HST Counseling
cristina-gottardi-106636.jpg

Addiction

Our greatest glory is not in never falling but in rising every time we fall.

- Confucius

What is an addiction?

A person is considered to have an addiction when they cannot stop taking a drug or drinking even when they want to.  The urge to use a drug, drink alcohol or engage in an addictive behavior (ex. gambling) is too strong to control even when the person knows it is causing them harm.  The substance use will often cause problems with taking care of everyday tasks.  For example, a person dealing with addiction might call in to work due to having a hangover or their physical health may decline as a result of the substance use. 


How are addictions treated?

There are several ways to treat addiction.  Treatment methods that can be used in outpatient counseling include:

EMDR (Eye Movement Desensitization Reprocessing) - EMDR is a form of therapy that involves some sort of back and forth movement such as your eyes moving back and forth while you think about an issue you are dealing with.  Through the completion of more than 20 research studies, EMDR has been proven to be one of the most effective forms of therapy for treating trauma.  Studies have shown significant improvement in up to 90% of persons who participate in EMDR.  There are several specific treatment protocols that are used when treating addiction using EMDR including the DeTUR protocol, Feeling State Addiction Protocol, and the CravEx protocol.   

Cognitive Behavioral Therapy (CBT) - This form of therapy involves looking at how your thoughts, feelings and behaviors are interrelated.  It involves examining unhelpful thought patterns and unhelpful ways of reacting to situations.  The end goal of CBT is to change your patterns of thinking and behavior which then changes the way you feel.

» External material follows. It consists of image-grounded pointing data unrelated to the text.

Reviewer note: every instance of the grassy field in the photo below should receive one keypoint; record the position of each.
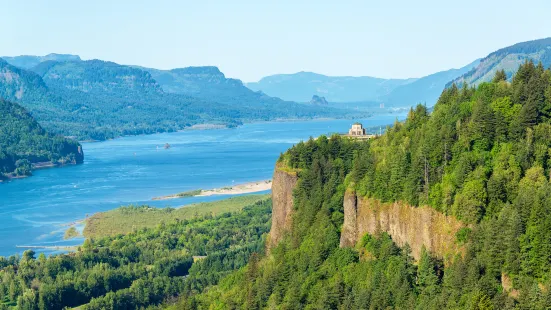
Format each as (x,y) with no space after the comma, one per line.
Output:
(127,219)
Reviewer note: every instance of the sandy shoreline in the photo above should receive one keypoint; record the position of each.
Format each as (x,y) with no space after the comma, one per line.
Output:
(246,188)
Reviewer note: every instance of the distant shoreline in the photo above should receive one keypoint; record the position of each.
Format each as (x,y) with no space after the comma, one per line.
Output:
(246,188)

Traditional Talk Therapy - This form of therapy involves having the client discuss their current stressors, life situation, and trauma history while the therapist listens and asks appropriate questions to help the client examine and process their experience.  Some clients find this form of therapy to be effective because it helps them to think through things and make decisions on how to handle situations in their life.  It can also help the client to view their issues from a different perspective.